Re: Equivalence between (multi-)polygons with spikes (1)
vs> Corollary: If for some multi-polygon P, is_valid(remove_spikes(P)) holds, then for all purposes of boost::geometry, remove_spikes(P) is equivalent to P.
bg> Seeing also your ticket - no, this does not hold. remove_spikes removes the spikes in polygons. That does not necessarily result in a valid (multi)polygon. The geometry may still be invalid, but due to other invalidities.
I think this is understood, see the highlighted precondition in my text above. If after removing the spikes the polygon is still invalid: Tough luck, separate discussion. But *if* after removing the spikes we
end up with a valid polygon, *then* for all purposes of boost::geometry there is no difference between the original polygon and the result from remove_spikes().
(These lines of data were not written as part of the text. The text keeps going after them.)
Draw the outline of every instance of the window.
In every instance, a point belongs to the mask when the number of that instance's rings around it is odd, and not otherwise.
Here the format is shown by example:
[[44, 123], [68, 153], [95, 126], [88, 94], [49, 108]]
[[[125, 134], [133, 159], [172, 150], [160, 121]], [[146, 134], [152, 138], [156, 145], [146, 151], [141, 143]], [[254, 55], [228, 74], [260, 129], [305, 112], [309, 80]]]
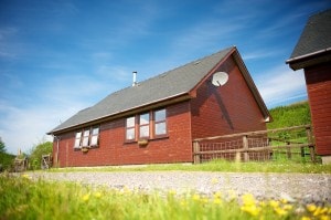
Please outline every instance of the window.
[[82, 138], [82, 132], [76, 133], [76, 138], [75, 138], [75, 148], [79, 148], [81, 146], [81, 138]]
[[149, 138], [149, 113], [142, 114], [139, 117], [139, 137]]
[[[137, 119], [136, 119], [137, 118]], [[137, 129], [137, 133], [136, 133]], [[137, 135], [136, 135], [137, 134]], [[126, 118], [126, 140], [150, 139], [167, 135], [166, 108]]]
[[83, 145], [82, 145], [83, 147], [88, 146], [88, 139], [89, 139], [89, 129], [85, 129], [83, 135]]
[[136, 138], [136, 122], [135, 116], [127, 118], [126, 139], [135, 140]]
[[90, 146], [98, 145], [99, 127], [94, 127], [90, 135]]
[[76, 133], [75, 148], [95, 147], [99, 140], [99, 127], [85, 128]]
[[161, 136], [167, 135], [167, 114], [166, 109], [154, 112], [154, 135]]

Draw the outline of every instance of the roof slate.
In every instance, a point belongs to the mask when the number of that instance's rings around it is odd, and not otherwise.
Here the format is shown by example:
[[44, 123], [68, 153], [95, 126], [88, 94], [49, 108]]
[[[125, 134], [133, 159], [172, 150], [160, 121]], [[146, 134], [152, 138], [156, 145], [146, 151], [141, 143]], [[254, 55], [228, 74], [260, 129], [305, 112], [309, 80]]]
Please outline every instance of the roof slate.
[[94, 106], [78, 112], [49, 134], [186, 94], [233, 49], [235, 46], [115, 92]]
[[331, 48], [331, 9], [309, 18], [288, 62]]

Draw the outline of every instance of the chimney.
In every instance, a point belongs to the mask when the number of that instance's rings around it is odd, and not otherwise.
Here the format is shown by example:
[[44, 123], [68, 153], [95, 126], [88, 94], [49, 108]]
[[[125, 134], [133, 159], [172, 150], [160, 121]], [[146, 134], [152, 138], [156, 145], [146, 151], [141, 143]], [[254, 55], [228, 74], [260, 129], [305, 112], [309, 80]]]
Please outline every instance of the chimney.
[[134, 71], [132, 74], [134, 74], [132, 86], [136, 86], [137, 85], [137, 71]]

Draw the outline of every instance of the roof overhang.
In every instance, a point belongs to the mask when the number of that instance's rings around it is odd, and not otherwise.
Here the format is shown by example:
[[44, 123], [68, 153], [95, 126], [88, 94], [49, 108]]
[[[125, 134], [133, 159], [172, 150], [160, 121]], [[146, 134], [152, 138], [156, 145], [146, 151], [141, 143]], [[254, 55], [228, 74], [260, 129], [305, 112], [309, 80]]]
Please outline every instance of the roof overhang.
[[64, 127], [64, 128], [61, 128], [61, 129], [54, 129], [54, 130], [51, 130], [46, 134], [57, 136], [57, 135], [61, 135], [61, 134], [66, 133], [66, 132], [76, 130], [76, 129], [79, 129], [79, 128], [83, 128], [83, 127], [97, 125], [97, 124], [100, 124], [103, 122], [109, 122], [109, 121], [126, 117], [126, 116], [129, 116], [129, 115], [139, 114], [139, 113], [150, 111], [150, 109], [154, 109], [154, 108], [158, 108], [158, 107], [164, 107], [164, 106], [172, 105], [172, 104], [180, 103], [180, 102], [184, 102], [184, 101], [188, 101], [188, 99], [191, 99], [191, 98], [192, 98], [192, 96], [189, 93], [182, 93], [182, 94], [178, 94], [178, 95], [172, 96], [172, 97], [168, 97], [168, 98], [164, 98], [164, 99], [159, 99], [157, 102], [147, 103], [145, 105], [137, 106], [135, 108], [124, 109], [121, 112], [118, 112], [118, 113], [115, 113], [115, 114], [111, 114], [111, 115], [106, 115], [106, 116], [103, 116], [103, 117], [99, 117], [99, 118], [95, 118], [93, 121], [82, 122], [82, 123], [76, 124], [74, 126]]
[[309, 54], [292, 57], [286, 61], [287, 64], [293, 70], [300, 70], [320, 63], [331, 61], [331, 48], [316, 51]]

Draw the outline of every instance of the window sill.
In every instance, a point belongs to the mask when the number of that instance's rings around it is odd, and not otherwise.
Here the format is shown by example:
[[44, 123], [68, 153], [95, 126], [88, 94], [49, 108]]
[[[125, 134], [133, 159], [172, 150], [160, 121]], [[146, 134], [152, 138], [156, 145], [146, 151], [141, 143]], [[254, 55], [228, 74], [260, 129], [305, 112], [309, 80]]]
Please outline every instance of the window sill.
[[158, 136], [158, 137], [153, 137], [153, 138], [140, 138], [140, 139], [135, 139], [135, 140], [126, 140], [124, 144], [125, 145], [130, 145], [130, 144], [139, 144], [139, 142], [141, 140], [147, 140], [148, 143], [150, 142], [156, 142], [156, 140], [161, 140], [161, 139], [168, 139], [169, 136], [168, 135], [162, 135], [162, 136]]
[[83, 148], [95, 149], [95, 148], [99, 148], [99, 146], [95, 145], [95, 146], [86, 146], [86, 147], [74, 147], [74, 150], [78, 151], [78, 150], [82, 150]]

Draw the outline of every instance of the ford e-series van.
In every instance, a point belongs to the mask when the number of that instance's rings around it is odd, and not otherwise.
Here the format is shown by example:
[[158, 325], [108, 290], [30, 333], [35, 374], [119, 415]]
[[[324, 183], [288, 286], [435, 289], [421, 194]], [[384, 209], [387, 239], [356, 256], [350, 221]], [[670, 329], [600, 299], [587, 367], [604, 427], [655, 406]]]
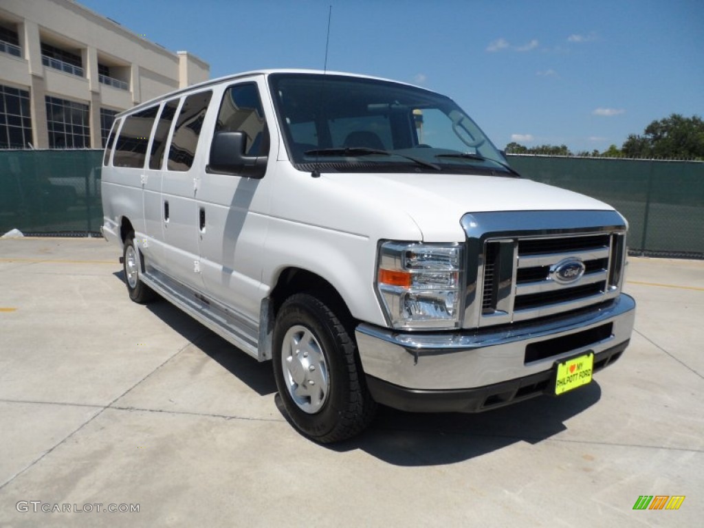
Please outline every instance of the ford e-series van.
[[377, 403], [562, 394], [633, 329], [623, 217], [520, 177], [451, 99], [408, 84], [263, 70], [165, 95], [117, 116], [102, 196], [130, 298], [272, 360], [320, 442]]

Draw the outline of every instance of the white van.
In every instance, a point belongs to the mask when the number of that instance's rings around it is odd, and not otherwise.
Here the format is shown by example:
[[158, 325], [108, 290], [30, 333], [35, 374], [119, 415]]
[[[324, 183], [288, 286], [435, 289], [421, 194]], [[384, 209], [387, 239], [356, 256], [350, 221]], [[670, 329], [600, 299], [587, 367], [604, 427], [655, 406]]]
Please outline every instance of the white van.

This seems to be a necessary consequence of treating polygons with spikes as invalid: Excluding the set of (otherwise valid) polygons with spikes from the domain of definition for your algorithms is to say that you
consider polygons with spikes irrelevant. You are basically saying, the algorithms do not need to take these cases into account, because these cases would add complexity requirements (time, space, code) without solving any actual problem. Which is to say that
all problems involving spikes can be mapped to simpler problems that do not contain spikes and have an equivalent solution. Which is to say, that an (otherwise valid) polygon with spikes is equivalent to itself with the spikes removed.
If you do not agree with the above, that would mean that polygons with spikes do not have equivalent counterparts without spikes, and that the algorithms (union, difference, etc.) should yield substantially different
results for polygons with spikes, and that you are by way of definition simply excluding the whole problem from boost::geometry. I don’t believe that this is what you’re up to.